Mathilde Basset : « On a oublié que dans l'Ehpad, le résident est chez lui »

En décembre 2017, après une journée où elle était la seule infirmière pour les 99 résidents de son Ehpad, Mathilde Basset publiait sur Facebook une lettre ouverte à Agnès Buzyn. Elle y criait sa révolte face à la situation qu'elle vivait et y annonçait qu’elle quittait le métier. Un an plus tard, ce modeste post a été partagé des dizaines de milliers de fois, et il est devenu un livre*. L’IDE nous explique sa démarche.
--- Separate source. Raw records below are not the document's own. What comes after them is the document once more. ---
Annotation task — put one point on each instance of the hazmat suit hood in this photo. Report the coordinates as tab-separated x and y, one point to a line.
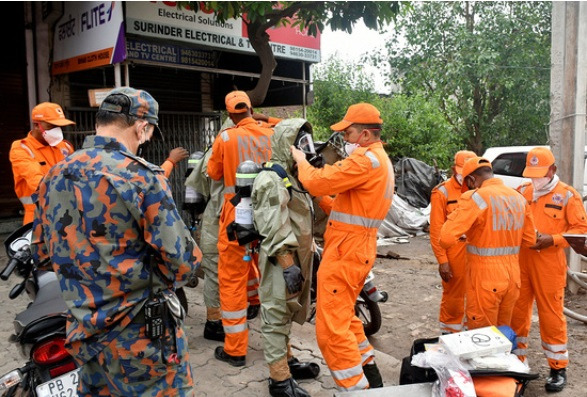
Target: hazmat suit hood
284	136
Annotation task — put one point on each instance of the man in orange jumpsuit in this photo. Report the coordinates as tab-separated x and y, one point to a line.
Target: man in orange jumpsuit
33	156
452	262
497	221
557	208
363	184
247	140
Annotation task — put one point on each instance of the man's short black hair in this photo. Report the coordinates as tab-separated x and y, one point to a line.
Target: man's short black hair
122	119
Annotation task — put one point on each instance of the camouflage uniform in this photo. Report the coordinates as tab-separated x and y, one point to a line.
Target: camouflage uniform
98	212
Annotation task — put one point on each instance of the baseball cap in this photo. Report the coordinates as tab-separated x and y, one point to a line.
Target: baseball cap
235	98
538	161
359	113
142	105
50	113
460	157
471	165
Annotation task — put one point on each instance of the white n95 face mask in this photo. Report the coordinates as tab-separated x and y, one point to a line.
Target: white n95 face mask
540	183
53	136
349	148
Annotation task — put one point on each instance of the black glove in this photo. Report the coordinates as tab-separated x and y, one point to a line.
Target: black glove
293	279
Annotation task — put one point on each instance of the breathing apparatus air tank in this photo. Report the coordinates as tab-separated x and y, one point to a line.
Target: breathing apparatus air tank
194	202
243	228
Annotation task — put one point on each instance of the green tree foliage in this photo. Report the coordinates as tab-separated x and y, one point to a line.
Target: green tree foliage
412	125
486	65
310	16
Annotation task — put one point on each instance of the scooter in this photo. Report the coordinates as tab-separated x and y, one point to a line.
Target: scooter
367	304
39	329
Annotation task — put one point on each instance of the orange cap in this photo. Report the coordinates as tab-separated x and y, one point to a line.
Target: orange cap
538	161
471	165
234	98
359	113
50	113
460	157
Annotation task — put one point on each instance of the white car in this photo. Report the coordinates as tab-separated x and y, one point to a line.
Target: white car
508	164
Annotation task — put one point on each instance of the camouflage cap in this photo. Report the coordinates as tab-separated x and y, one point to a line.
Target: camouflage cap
142	105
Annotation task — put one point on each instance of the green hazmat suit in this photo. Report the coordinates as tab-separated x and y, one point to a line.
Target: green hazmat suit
214	193
286	224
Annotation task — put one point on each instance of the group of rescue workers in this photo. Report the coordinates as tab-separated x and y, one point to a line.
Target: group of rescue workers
106	222
499	250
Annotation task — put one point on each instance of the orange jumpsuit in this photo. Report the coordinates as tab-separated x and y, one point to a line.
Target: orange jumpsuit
364	185
497	221
31	161
544	272
443	200
248	140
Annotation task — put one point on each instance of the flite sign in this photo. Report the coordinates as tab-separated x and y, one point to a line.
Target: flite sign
89	34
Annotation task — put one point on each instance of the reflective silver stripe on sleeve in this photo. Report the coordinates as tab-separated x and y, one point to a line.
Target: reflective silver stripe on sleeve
492	251
235	329
365	344
234	315
567	197
25	147
554	348
366	356
347	373
556	356
26	200
520	352
373	158
443	190
354	219
479	201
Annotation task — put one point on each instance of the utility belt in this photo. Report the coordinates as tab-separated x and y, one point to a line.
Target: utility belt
161	309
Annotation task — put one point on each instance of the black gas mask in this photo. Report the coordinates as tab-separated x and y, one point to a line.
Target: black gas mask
305	143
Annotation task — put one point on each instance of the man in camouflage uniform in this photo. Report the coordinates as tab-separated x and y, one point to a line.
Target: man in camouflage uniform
283	216
100	213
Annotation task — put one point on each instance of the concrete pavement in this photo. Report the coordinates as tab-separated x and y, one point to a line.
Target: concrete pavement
212	377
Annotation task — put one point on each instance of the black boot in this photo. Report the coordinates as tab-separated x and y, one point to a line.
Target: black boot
252	311
301	370
373	376
213	330
557	380
235	361
286	388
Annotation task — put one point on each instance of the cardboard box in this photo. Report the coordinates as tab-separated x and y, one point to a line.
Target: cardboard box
478	342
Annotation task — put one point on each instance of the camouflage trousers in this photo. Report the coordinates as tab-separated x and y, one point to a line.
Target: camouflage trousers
134	365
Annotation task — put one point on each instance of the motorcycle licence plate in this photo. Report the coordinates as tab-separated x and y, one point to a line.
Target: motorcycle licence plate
62	386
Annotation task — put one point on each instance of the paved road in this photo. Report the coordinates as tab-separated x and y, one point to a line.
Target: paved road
213	378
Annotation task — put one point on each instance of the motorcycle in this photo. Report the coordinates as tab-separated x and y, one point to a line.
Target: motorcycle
39	329
367	304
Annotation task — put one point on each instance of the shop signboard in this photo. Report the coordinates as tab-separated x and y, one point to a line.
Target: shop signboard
163	20
90	34
171	54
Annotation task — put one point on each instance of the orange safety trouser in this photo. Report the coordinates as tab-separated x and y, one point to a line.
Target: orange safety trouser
494	287
348	258
452	303
543	279
234	274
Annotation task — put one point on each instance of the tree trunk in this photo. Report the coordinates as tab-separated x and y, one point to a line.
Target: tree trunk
259	40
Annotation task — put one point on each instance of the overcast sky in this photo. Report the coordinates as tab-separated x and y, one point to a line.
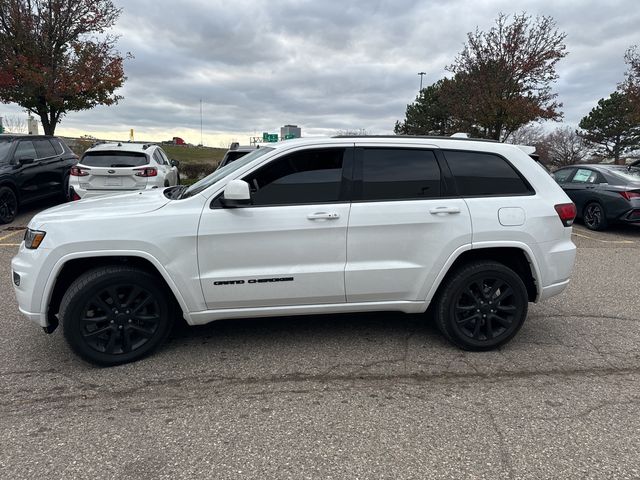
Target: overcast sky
323	65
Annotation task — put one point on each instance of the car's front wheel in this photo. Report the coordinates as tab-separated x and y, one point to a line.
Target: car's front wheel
481	306
115	314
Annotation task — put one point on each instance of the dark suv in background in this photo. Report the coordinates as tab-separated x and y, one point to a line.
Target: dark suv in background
32	167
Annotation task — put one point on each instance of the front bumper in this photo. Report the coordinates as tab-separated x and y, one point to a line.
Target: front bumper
28	265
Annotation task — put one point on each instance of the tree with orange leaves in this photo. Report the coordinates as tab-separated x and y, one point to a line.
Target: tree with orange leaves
56	57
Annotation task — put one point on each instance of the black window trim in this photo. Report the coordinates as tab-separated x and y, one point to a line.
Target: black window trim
446	190
346	184
527	184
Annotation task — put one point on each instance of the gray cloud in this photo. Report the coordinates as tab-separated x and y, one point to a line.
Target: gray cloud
329	65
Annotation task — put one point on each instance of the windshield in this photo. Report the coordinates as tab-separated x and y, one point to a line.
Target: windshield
219	174
114	159
5	146
631	174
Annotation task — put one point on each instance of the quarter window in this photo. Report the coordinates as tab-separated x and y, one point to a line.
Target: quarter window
44	148
484	174
561	176
308	176
399	174
25	149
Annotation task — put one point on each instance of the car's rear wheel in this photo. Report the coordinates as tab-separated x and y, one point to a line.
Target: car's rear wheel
594	216
8	205
115	314
481	306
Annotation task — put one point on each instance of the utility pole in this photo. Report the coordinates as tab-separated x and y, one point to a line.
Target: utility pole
201	144
422	74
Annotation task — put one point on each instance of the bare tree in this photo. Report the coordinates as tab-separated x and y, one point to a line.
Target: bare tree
565	147
356	132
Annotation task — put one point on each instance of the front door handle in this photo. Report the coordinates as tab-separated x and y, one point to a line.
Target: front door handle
438	210
323	216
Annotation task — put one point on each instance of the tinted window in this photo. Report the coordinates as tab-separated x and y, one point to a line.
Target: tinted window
164	156
57	146
114	159
484	174
562	176
233	156
584	175
396	174
5	146
44	148
25	150
309	176
158	158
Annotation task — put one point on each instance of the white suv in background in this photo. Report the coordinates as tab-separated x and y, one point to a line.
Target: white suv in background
121	167
474	229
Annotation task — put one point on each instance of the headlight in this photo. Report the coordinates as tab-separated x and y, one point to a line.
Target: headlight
33	238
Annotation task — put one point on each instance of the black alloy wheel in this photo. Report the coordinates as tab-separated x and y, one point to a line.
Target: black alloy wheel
594	216
115	314
8	205
483	305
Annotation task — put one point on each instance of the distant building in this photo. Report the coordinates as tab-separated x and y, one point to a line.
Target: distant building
290	131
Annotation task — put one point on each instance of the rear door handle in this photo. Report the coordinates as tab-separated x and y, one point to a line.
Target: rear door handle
438	210
323	216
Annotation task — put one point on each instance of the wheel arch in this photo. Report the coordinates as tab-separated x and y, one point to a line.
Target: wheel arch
517	257
70	267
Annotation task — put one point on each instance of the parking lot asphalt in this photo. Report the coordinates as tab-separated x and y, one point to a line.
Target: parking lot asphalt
341	396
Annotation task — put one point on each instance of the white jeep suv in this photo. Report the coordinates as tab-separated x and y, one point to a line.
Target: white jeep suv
474	229
108	168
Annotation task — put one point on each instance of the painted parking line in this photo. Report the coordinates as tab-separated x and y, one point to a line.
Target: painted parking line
603	241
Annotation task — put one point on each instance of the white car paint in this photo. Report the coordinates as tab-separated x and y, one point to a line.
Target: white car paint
345	257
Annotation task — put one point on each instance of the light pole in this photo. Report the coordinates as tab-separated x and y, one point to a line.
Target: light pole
422	74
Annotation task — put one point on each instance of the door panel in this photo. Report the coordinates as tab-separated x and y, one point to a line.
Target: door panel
272	256
397	249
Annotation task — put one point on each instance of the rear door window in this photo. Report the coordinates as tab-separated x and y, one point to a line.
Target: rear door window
485	174
562	176
399	174
114	159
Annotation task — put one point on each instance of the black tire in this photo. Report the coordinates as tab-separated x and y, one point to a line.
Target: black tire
8	205
116	314
482	305
594	216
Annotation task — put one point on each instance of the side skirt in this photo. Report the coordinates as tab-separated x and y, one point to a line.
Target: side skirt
200	318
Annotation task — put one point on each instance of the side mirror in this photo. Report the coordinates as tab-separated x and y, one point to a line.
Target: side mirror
236	194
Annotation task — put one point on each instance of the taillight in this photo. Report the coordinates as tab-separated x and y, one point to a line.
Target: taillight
630	195
567	213
79	172
147	172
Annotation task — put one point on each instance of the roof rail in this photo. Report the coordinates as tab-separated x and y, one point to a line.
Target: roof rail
427	137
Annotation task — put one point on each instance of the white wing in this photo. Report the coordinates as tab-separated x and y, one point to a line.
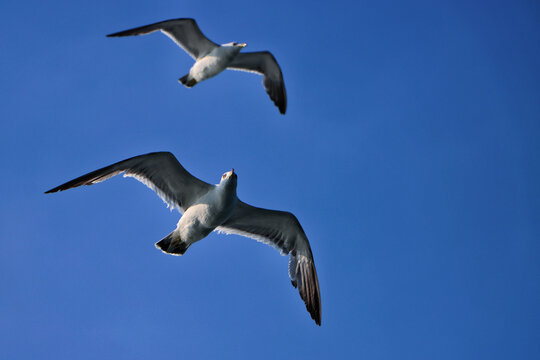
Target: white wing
282	231
160	171
184	32
265	64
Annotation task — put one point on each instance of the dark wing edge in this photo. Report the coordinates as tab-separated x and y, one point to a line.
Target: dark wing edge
149	170
283	231
264	63
184	32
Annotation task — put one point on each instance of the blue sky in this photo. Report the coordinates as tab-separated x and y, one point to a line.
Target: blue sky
409	153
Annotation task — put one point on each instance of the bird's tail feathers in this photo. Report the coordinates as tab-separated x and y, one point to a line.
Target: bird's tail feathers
186	81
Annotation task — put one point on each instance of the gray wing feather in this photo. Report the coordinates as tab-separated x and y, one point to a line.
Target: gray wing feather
160	171
281	230
265	64
184	32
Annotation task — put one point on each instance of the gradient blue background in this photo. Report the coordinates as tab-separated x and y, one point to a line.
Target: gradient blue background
409	153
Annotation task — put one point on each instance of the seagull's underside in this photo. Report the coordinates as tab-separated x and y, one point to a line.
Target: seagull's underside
209	207
211	58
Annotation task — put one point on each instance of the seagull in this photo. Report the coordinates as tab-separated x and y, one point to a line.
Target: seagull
211	58
206	208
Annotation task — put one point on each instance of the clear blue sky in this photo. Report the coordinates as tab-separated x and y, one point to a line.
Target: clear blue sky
409	153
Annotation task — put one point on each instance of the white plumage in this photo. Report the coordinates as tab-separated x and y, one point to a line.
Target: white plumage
207	207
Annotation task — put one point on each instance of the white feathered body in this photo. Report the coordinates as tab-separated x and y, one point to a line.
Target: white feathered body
212	64
210	211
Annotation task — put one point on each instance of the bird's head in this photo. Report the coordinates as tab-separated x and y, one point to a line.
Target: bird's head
229	178
239	46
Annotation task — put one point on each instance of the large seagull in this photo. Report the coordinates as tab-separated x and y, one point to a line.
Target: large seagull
208	208
211	58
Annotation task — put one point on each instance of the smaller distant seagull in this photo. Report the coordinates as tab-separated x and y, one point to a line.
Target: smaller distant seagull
208	208
211	58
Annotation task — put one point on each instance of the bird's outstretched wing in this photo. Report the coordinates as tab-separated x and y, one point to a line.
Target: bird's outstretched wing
282	231
184	32
160	171
265	64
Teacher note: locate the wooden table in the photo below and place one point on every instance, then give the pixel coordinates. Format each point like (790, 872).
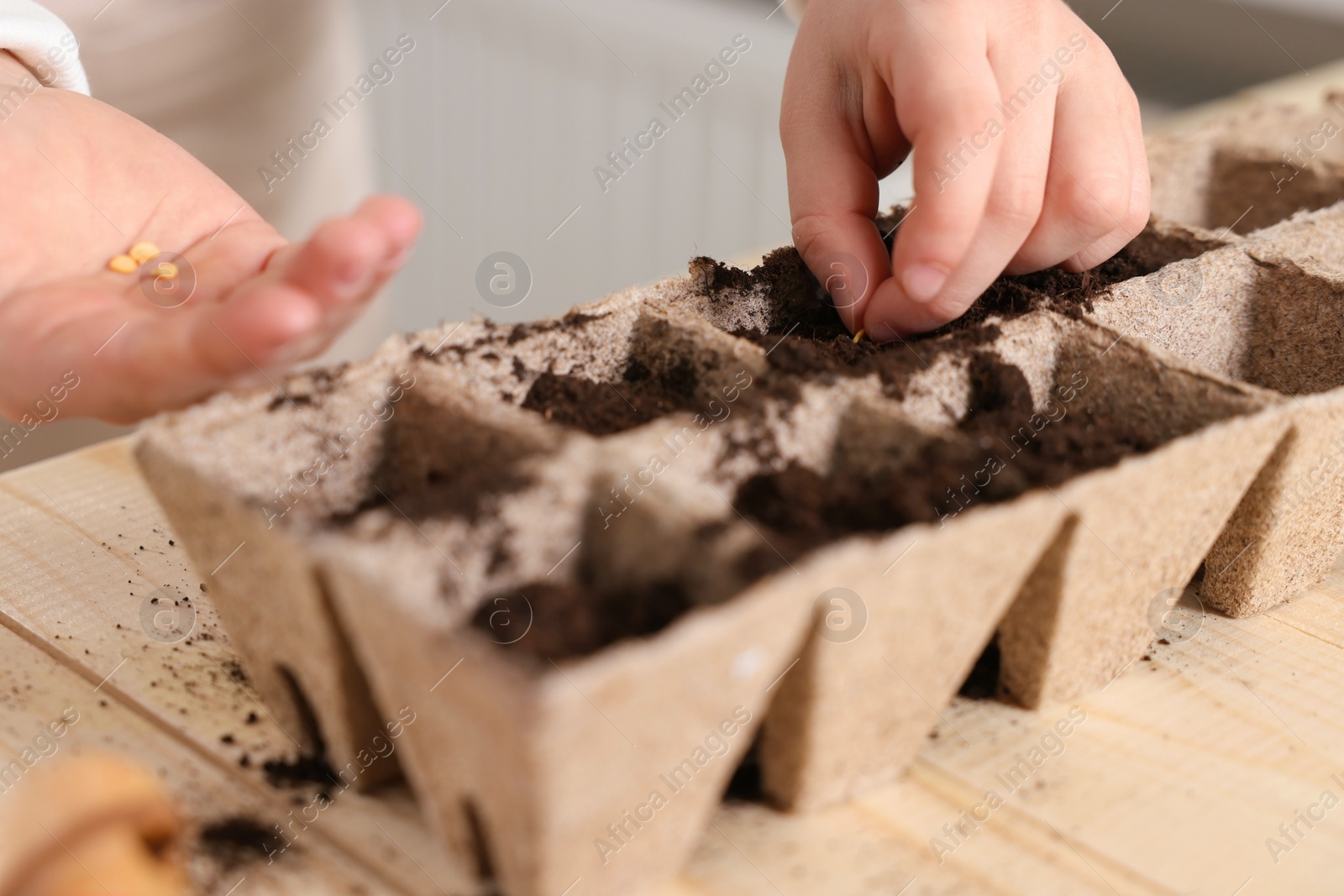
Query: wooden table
(1173, 783)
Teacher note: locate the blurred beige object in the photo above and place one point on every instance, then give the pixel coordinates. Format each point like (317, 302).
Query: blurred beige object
(94, 824)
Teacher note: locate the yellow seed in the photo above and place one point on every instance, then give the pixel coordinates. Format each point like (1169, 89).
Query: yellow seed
(123, 265)
(143, 251)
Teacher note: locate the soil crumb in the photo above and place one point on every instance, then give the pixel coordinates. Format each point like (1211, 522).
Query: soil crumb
(601, 409)
(239, 841)
(564, 620)
(1001, 449)
(307, 768)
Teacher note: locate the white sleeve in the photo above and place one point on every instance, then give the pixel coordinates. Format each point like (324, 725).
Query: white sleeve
(44, 43)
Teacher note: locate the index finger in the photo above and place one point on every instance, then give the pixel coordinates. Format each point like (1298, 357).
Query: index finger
(832, 190)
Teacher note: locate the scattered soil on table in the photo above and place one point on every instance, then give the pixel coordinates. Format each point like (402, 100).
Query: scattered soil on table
(307, 768)
(239, 841)
(996, 454)
(562, 620)
(601, 409)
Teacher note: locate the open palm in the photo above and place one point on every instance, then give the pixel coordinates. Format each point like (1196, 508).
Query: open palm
(84, 184)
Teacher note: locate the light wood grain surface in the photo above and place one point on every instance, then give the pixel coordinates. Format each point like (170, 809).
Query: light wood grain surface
(1173, 783)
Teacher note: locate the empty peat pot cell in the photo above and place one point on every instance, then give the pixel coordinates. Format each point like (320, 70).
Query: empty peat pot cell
(1269, 312)
(1253, 170)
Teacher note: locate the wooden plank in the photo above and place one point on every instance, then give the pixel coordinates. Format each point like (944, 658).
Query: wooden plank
(37, 691)
(1180, 772)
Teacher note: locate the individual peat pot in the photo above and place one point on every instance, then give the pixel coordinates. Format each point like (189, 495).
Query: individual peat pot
(1253, 313)
(897, 631)
(575, 774)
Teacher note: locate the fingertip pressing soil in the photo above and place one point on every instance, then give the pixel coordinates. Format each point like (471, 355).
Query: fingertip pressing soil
(564, 620)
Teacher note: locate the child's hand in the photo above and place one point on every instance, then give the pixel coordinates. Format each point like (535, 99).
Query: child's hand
(84, 183)
(1027, 150)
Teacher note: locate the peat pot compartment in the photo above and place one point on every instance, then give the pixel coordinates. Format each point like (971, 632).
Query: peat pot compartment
(450, 452)
(669, 367)
(1144, 398)
(1256, 188)
(1296, 338)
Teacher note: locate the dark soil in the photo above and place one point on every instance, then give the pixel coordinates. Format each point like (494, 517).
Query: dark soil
(304, 770)
(564, 620)
(237, 841)
(601, 409)
(1003, 449)
(806, 335)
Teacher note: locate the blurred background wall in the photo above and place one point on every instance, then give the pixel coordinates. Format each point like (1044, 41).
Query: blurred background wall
(499, 116)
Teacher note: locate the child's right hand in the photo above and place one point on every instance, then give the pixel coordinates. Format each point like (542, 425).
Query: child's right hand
(1027, 143)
Espace infirmier : Comment votre lettre ouverte publiée sur Facebook est-elle devenue un livre de 250 pages ?

Mathilde Basset : A la suite de ce message, j’ai été approchée par des médias, puis par des maisons d’édition. Je trouvais qu’écrire un livre était un bon moyen de poursuivre le combat, et d’informer les familles des résidents sur la situation dans les Ehpad.

EI : Quelle est, au juste, la situation que vous dénoncez ?

M. B. : Il n’y a pas assez de postes de soignants. Il faut toujours faire vite, optimiser. On lève tous les résidents à 7 h, même si chez eux, ils avaient l’habitude de se lever à 9 h 30. Tout cela parce qu’il faut donner les petits-déjeuners, les médicaments… Le résident est obligé de se plier à l’organisation soignante, on a oublié que dans l'Ehpad, il est chez lui. C’est ce que je retrace dans le livre, en décrivant dans le détail non seulement la journée de décembre 2017 au cours de laquelle j’ai écrit cette fameuse lettre, mais aussi tout le parcours qui m’a menée jusque-là.

EI : Les réponses du gouvernement face au vieillissement (loi grand âge en préparation, prime pour les soignants, etc.) ne vous semblent donc pas suffisantes ?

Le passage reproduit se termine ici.